Doctors by the dozen

A record number of doctoral students will graduate from the Queensland Conservatorium Griffith University (QCGU) on Saturday.

The 12 students represent the largest cohort to complete their PhDs in music research and are already paving their way in the industry, with half having secured work in Australia and overseas before graduation.

Director Professor Huib Schippers attributes the unusually high number to the research environment created by the establishment of the Queensland Conservatorium Research Centre in 2003, and the introduction of a practice-based approach to high-level music research through the Doctor of Musical Arts program from 2005.

“The complexities of 21st century music require more of people than just superb playing or theoretical skills,” he said.

“It’s vital that professionals now have a comprehension of the challenges facing the ‘musical ecosystem’ to ensure a vibrant culture for the future of music in Australia.

“The research these students have undertaken means we now have a group of highly-skilled and deeply reflective professionals with a diverse range of expertise entering the industry.

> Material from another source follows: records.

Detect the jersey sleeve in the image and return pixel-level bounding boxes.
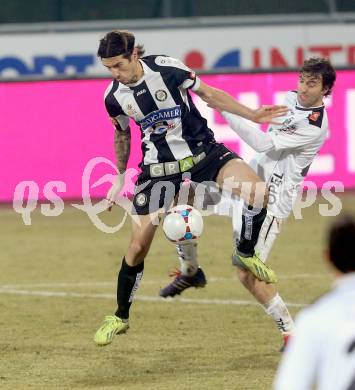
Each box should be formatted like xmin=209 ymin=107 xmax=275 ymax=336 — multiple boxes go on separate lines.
xmin=105 ymin=84 xmax=129 ymax=130
xmin=155 ymin=56 xmax=200 ymax=91
xmin=269 ymin=119 xmax=322 ymax=150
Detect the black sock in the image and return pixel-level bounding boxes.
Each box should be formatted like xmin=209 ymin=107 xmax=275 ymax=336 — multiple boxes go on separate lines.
xmin=237 ymin=205 xmax=266 ymax=257
xmin=115 ymin=258 xmax=144 ymax=319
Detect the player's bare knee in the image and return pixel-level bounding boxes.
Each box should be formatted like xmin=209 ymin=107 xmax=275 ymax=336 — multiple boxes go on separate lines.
xmin=128 ymin=241 xmax=149 ymax=265
xmin=249 ymin=182 xmax=269 ymax=208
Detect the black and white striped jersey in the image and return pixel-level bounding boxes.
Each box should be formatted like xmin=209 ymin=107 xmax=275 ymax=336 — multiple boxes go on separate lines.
xmin=105 ymin=56 xmax=215 ymax=165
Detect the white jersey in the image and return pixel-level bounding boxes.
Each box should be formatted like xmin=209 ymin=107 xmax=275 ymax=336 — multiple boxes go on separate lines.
xmin=274 ymin=272 xmax=355 ymax=390
xmin=250 ymin=91 xmax=328 ymax=218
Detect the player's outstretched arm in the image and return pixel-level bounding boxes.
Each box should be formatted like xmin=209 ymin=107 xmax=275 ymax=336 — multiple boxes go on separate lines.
xmin=194 ymin=81 xmax=288 ymax=124
xmin=111 ymin=119 xmax=131 ymax=173
xmin=106 ymin=118 xmax=131 ymax=211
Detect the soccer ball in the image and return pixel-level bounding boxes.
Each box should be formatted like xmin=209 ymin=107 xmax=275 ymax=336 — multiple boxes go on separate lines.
xmin=163 ymin=205 xmax=203 ymax=243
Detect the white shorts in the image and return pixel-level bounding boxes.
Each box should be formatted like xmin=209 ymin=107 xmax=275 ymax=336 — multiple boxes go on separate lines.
xmin=215 ymin=197 xmax=284 ymax=263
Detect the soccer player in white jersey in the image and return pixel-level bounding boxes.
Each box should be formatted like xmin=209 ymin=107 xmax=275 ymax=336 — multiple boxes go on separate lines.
xmin=94 ymin=31 xmax=287 ymax=345
xmin=160 ymin=58 xmax=336 ymax=345
xmin=274 ymin=214 xmax=355 ymax=390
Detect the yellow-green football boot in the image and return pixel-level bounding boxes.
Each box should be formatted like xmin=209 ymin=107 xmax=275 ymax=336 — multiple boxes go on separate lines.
xmin=232 ymin=250 xmax=277 ymax=283
xmin=94 ymin=315 xmax=129 ymax=345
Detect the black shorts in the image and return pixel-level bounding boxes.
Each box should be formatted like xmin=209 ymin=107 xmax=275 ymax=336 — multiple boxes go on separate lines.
xmin=132 ymin=143 xmax=240 ymax=215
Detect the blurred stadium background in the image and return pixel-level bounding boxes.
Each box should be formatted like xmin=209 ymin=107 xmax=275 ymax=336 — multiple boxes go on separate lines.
xmin=0 ymin=0 xmax=355 ymax=390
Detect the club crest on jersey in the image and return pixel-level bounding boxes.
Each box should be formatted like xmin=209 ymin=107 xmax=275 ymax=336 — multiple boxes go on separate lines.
xmin=135 ymin=193 xmax=148 ymax=206
xmin=278 ymin=117 xmax=297 ymax=134
xmin=308 ymin=111 xmax=320 ymax=122
xmin=125 ymin=104 xmax=137 ymax=116
xmin=155 ymin=89 xmax=168 ymax=102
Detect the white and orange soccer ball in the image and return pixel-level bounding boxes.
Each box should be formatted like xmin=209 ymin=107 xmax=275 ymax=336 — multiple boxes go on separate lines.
xmin=163 ymin=205 xmax=203 ymax=243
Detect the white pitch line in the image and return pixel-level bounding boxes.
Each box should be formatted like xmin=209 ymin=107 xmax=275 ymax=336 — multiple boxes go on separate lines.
xmin=0 ymin=288 xmax=307 ymax=307
xmin=0 ymin=274 xmax=328 ymax=289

“These doctoral graduates are the future leaders in music scholarship, performance, education and industry.”

Graduate projects have included jazz improvisation, French horn repertoire, the teaching of contemporary worship singers, cultural diversity in the classrooms of Asia and Australia, the impact of autism on creative collaborations and changes in Chinese percussion traditions.

This first group of graduates were located in Brisbane, Melbourne and as far away as China and Austria, meaning much of the guidance, learning and supervision was conducted online.

“Online technology has played a significant role in the PhDs and DMAs and it’s an area that we will continue to focus on to ensure our research culture and expertise remains readily accessible to students regardless of location,” Professor Schippers said.

“With 50 continuing doctoral students and a strong intake for the next round, Queensland Conservatorium is rapidly gaining a reputation as the place where things happen in innovative music research in Australia,” he said.

WHAT: Official Graduation Ceremony

WHEN: 3.00pm, Saturday 17 December

WHERE: Brisbane Convention & Exhibition Centre


Melissa Cain (Cultural Diversity), Singapore;

Irene Bartlett (Contemporary Singing), Australia;

Andrew Blackburn (Pipe Organ and Digital Processing), Melbourne;

Michael Knopf (Composition for Guitar), Brisbane;

Peter Knight (Jazz improvisation and laptop), Melbourne;

Karen Lonsdale (Performance related injury on the flute), Brisbane;

Daniel Robinson (Contemporary Worship Singing), Brisbane;

Philippa Robinson (Instrument selection for Primary School Students), Brisbane;

Armin Terzer (French Horn Ensembles), Austria;

Sun-Ju Song (Historical Musicology), China;

Colin Webber (Autism and Music), Brisbane; and

Wang Yan (Chinese Percussion), China.